Affiliation:
1. Queen’s University Belfast
2. Northern Ireland Cancer Registry, Queen's University
3. South Eastern Health and Social Care Trust
Abstract
Abstract
Objectives
Cancer is a leading cause of death. At end-of-life healthcare utilisation and expenditure peak. Understanding care patterns and quantifying the likely benefits from service reconfigurations may influence rates of hospital admission and deaths.
Methods
Using prevalence-based retrospective data from the Northern Ireland General Registrar’s Office linked by cancer diagnosis to Patient Administration episode data for unscheduled-emergency-care (1stJanuary 2014 to 31st December 2015), we estimate unscheduled-emergency-care costs in the last year of life and hypothetical resources released by reductions in length-of-stay for cancer patients who died in 2015. Linear regression examined patient characteristics affecting length-of-stay.
Results
3134 cancer patients used 60,746 days of unscheduled-emergency-care (average 19.5 days). Of these, 48.9% had ≥1 admission during their last 28 days of life. Total estimated cost was £28,684,261, averaging £9,200 per person.
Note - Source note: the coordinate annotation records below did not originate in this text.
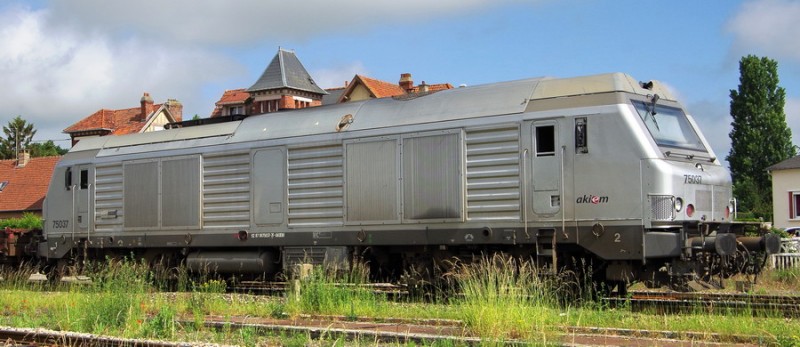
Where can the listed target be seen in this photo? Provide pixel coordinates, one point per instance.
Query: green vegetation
(28, 221)
(760, 136)
(499, 300)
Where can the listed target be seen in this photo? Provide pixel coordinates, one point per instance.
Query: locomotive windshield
(669, 126)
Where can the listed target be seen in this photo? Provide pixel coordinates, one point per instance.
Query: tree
(16, 130)
(760, 136)
(46, 149)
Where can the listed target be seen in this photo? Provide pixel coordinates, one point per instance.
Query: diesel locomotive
(599, 169)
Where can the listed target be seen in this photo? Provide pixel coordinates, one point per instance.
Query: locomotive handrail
(91, 212)
(74, 203)
(525, 197)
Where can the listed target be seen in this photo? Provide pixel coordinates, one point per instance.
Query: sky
(62, 60)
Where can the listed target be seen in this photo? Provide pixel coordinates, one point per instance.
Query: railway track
(714, 303)
(257, 287)
(42, 337)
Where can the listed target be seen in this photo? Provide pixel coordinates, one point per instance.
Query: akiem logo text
(592, 199)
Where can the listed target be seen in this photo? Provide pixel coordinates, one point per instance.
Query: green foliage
(760, 136)
(162, 325)
(18, 131)
(504, 298)
(28, 221)
(46, 149)
(332, 291)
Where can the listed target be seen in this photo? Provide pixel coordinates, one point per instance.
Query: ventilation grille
(226, 190)
(722, 196)
(315, 186)
(493, 182)
(702, 200)
(108, 198)
(661, 208)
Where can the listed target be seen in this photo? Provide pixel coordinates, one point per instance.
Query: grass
(501, 299)
(27, 221)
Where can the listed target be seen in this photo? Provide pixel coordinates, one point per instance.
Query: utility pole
(16, 143)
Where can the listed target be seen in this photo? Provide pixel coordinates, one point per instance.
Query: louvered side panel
(493, 171)
(108, 198)
(315, 186)
(226, 190)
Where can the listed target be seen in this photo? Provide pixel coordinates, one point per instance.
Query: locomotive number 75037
(692, 179)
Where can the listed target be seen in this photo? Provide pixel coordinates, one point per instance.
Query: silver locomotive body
(595, 167)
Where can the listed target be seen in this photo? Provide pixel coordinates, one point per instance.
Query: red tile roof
(378, 88)
(27, 186)
(118, 122)
(383, 89)
(230, 97)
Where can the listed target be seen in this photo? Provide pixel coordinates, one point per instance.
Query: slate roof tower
(285, 84)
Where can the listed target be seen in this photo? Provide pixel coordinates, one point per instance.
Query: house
(362, 88)
(786, 193)
(233, 102)
(285, 84)
(23, 184)
(145, 118)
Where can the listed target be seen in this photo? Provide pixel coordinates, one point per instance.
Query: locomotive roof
(460, 103)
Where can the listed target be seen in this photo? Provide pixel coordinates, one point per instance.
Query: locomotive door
(84, 196)
(546, 168)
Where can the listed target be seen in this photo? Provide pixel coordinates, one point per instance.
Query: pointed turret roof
(286, 71)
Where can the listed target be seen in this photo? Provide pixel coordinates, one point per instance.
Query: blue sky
(61, 60)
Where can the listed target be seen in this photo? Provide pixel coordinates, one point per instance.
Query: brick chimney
(23, 159)
(406, 82)
(175, 109)
(147, 106)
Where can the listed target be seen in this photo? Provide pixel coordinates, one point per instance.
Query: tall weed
(504, 298)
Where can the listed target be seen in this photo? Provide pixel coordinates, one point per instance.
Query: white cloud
(245, 21)
(768, 26)
(53, 78)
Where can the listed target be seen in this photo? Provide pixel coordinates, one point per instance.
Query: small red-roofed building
(232, 103)
(362, 88)
(23, 185)
(145, 118)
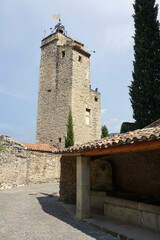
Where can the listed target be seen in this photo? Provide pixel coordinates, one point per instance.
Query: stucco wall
(68, 179)
(19, 166)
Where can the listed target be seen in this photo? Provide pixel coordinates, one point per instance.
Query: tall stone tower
(64, 83)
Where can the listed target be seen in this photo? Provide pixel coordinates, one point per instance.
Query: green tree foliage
(2, 148)
(69, 140)
(104, 131)
(145, 88)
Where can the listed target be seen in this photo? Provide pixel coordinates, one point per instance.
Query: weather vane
(59, 27)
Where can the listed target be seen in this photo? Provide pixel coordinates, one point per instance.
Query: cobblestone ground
(28, 213)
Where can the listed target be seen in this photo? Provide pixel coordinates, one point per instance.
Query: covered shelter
(119, 174)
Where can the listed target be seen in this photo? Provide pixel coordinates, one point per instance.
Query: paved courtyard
(29, 213)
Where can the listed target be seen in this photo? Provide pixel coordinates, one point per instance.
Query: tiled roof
(40, 147)
(140, 135)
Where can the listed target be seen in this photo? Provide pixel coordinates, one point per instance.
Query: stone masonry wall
(131, 173)
(54, 90)
(84, 98)
(68, 179)
(20, 166)
(64, 83)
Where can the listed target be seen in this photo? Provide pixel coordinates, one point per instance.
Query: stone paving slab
(121, 230)
(29, 213)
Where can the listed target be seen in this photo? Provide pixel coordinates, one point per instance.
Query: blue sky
(103, 26)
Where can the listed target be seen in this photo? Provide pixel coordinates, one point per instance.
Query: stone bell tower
(64, 83)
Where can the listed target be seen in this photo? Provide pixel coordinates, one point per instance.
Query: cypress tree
(69, 140)
(104, 131)
(145, 87)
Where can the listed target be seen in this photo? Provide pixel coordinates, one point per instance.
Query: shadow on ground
(51, 206)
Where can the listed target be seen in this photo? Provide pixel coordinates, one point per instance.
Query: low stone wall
(141, 214)
(21, 166)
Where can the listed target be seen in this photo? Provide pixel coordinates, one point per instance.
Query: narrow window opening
(63, 53)
(79, 59)
(96, 99)
(88, 116)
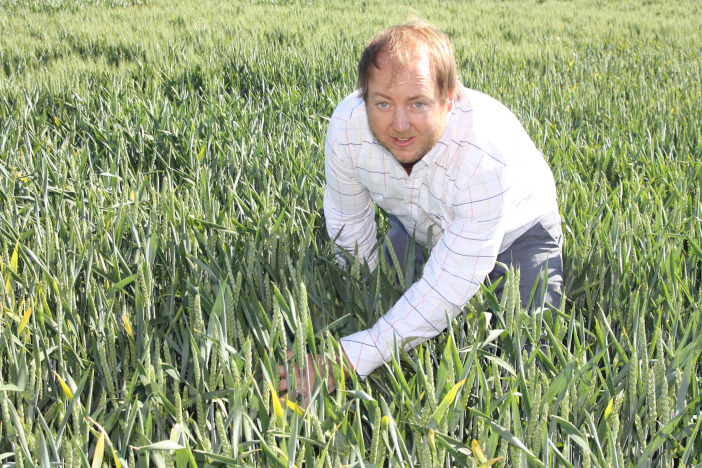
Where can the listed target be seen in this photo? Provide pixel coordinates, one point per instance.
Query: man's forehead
(418, 70)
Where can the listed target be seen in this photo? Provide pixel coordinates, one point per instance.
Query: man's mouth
(403, 142)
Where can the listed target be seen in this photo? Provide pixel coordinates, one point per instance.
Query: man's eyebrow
(412, 98)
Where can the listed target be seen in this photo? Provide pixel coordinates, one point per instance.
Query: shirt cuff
(362, 353)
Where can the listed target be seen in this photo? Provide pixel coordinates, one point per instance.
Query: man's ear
(450, 98)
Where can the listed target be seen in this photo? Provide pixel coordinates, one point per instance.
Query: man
(453, 167)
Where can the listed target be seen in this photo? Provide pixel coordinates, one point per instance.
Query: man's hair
(403, 43)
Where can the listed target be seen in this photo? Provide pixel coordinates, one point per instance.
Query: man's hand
(305, 380)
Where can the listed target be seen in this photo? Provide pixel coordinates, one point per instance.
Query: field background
(162, 241)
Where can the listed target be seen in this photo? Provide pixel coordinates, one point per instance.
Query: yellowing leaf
(99, 451)
(608, 410)
(277, 408)
(14, 260)
(64, 386)
(295, 407)
(25, 320)
(127, 325)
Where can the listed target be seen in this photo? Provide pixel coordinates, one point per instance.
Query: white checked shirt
(477, 190)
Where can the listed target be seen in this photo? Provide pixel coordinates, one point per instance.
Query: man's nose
(400, 122)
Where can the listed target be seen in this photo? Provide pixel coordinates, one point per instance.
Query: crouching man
(457, 173)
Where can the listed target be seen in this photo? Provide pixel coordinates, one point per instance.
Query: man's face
(405, 111)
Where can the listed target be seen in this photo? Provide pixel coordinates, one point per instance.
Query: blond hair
(404, 43)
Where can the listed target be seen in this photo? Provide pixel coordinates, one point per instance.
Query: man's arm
(348, 207)
(460, 261)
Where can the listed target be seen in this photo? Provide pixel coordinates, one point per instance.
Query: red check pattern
(482, 186)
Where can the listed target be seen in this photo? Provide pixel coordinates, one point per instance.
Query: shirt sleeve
(348, 207)
(460, 261)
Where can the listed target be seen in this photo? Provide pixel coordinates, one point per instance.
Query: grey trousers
(530, 252)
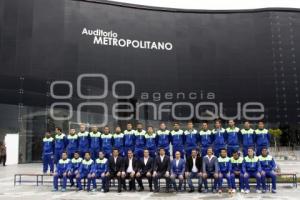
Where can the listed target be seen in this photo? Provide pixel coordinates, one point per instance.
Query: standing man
(218, 138)
(72, 143)
(60, 144)
(205, 138)
(161, 169)
(145, 170)
(115, 169)
(262, 138)
(193, 169)
(177, 140)
(118, 140)
(163, 138)
(48, 150)
(210, 169)
(151, 141)
(233, 135)
(83, 140)
(106, 142)
(268, 167)
(139, 141)
(251, 168)
(130, 169)
(62, 168)
(248, 137)
(191, 137)
(177, 171)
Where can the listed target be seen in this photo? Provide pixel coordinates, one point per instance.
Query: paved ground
(32, 192)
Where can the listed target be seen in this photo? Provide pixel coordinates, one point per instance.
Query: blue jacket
(262, 137)
(163, 138)
(191, 138)
(267, 163)
(48, 146)
(60, 141)
(233, 136)
(95, 140)
(177, 138)
(219, 137)
(180, 169)
(140, 139)
(86, 166)
(224, 165)
(236, 165)
(83, 140)
(248, 137)
(63, 166)
(100, 166)
(72, 142)
(129, 138)
(205, 138)
(251, 164)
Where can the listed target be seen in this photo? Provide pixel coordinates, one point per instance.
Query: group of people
(138, 154)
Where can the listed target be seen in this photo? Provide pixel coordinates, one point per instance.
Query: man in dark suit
(145, 170)
(161, 169)
(193, 169)
(130, 168)
(115, 169)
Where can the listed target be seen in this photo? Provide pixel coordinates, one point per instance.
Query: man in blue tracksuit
(248, 137)
(262, 138)
(163, 138)
(129, 138)
(118, 140)
(74, 167)
(85, 171)
(62, 168)
(177, 140)
(139, 141)
(72, 143)
(251, 168)
(99, 171)
(191, 138)
(60, 144)
(225, 169)
(233, 137)
(237, 171)
(205, 137)
(106, 142)
(151, 141)
(268, 167)
(218, 134)
(95, 137)
(83, 140)
(48, 150)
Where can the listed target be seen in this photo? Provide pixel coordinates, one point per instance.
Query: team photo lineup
(176, 155)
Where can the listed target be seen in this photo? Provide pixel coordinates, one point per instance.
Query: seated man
(193, 169)
(268, 167)
(74, 169)
(225, 169)
(62, 168)
(145, 168)
(115, 168)
(251, 168)
(161, 169)
(85, 171)
(210, 168)
(99, 170)
(237, 171)
(130, 168)
(177, 170)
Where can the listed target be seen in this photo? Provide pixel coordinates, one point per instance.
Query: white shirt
(129, 168)
(194, 169)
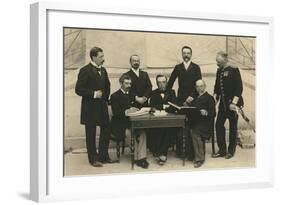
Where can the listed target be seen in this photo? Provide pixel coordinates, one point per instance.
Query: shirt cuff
(235, 100)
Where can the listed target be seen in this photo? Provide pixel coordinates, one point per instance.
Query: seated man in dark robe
(123, 103)
(160, 139)
(202, 124)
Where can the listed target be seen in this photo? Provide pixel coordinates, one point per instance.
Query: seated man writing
(202, 123)
(122, 103)
(160, 139)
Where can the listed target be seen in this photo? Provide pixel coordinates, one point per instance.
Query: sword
(239, 110)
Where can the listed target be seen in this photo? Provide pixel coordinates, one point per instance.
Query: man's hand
(189, 99)
(98, 94)
(216, 99)
(233, 107)
(204, 112)
(131, 110)
(165, 106)
(141, 100)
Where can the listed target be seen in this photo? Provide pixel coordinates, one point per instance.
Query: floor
(76, 163)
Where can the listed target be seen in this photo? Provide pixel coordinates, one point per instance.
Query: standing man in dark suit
(161, 139)
(141, 84)
(201, 124)
(123, 103)
(228, 90)
(187, 74)
(94, 87)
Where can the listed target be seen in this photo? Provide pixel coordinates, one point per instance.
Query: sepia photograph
(141, 101)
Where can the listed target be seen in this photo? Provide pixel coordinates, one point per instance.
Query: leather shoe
(142, 163)
(198, 164)
(217, 155)
(109, 161)
(96, 164)
(228, 156)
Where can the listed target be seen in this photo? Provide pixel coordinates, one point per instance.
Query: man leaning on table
(161, 138)
(122, 103)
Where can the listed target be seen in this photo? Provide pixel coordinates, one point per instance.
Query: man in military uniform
(187, 73)
(228, 89)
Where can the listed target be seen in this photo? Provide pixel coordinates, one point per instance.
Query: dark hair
(187, 48)
(132, 56)
(160, 76)
(124, 77)
(94, 52)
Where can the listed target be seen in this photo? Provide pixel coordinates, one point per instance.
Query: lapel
(166, 96)
(133, 75)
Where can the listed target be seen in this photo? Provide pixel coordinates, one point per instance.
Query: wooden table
(150, 121)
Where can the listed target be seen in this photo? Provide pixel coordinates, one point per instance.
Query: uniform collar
(123, 91)
(137, 72)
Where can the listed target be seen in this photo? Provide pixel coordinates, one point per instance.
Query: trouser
(160, 140)
(198, 145)
(140, 143)
(189, 150)
(220, 131)
(102, 153)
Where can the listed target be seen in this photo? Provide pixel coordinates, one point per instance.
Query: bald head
(200, 86)
(222, 59)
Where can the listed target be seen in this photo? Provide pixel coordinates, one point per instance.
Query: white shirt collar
(202, 93)
(186, 65)
(137, 72)
(123, 91)
(94, 64)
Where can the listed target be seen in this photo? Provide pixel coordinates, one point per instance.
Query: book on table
(189, 111)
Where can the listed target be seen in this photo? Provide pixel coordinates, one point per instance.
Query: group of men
(135, 92)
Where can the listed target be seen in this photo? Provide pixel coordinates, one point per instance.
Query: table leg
(132, 148)
(183, 147)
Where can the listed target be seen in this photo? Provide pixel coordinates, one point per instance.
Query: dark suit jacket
(231, 85)
(119, 103)
(204, 124)
(186, 80)
(93, 111)
(141, 86)
(157, 101)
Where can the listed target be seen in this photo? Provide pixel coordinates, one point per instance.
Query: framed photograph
(130, 102)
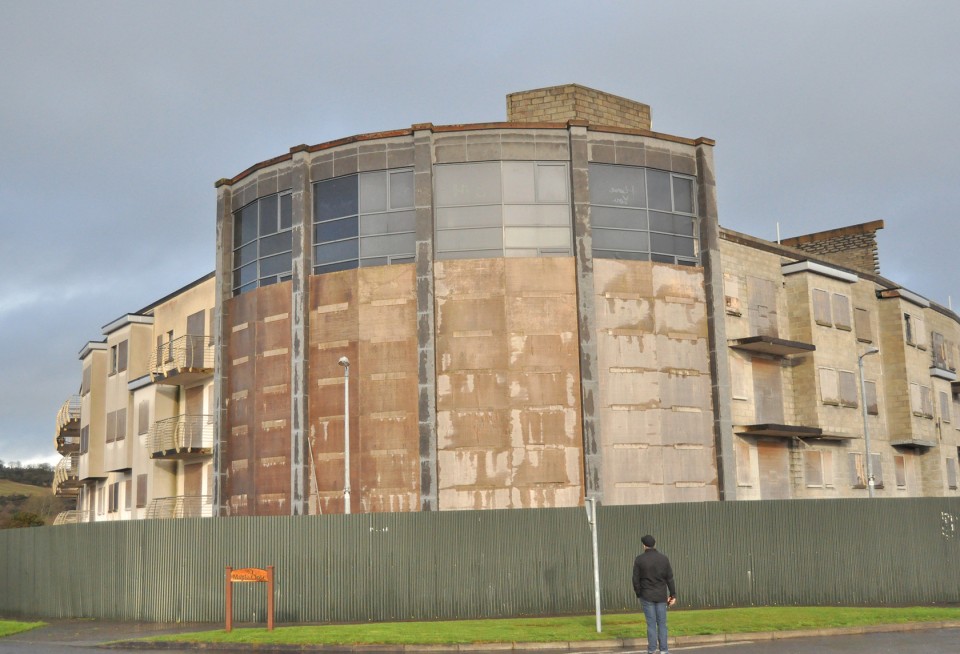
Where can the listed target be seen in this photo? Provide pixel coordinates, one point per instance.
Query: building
(539, 310)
Lung cancer patients had the highest proportion of admissions (23.2%, mean length-of-stay = 17.9 days, mean cost=£7,224). Highest service use and total cost was in those diagnosed at Stage IV (38.4%), required 22,099 days of care, costing £9,629,014. Palliative care support, identified in 25.5% of patients, contributed £1,322,328. A 3-day reduction in mean length-of-stay with a 10% reduction in admissions, could reduce costs by £7.37 million. Regression analyses explained 41% of length-of-stay variability.
Conclusions
The cost burden from unscheduled care use in the last year of life of cancer patients is significant. Opportunities to prioritise service reconfiguration for high-costing users emphasized lung and colorectal cancers offering the greatest potential to influence outcomes.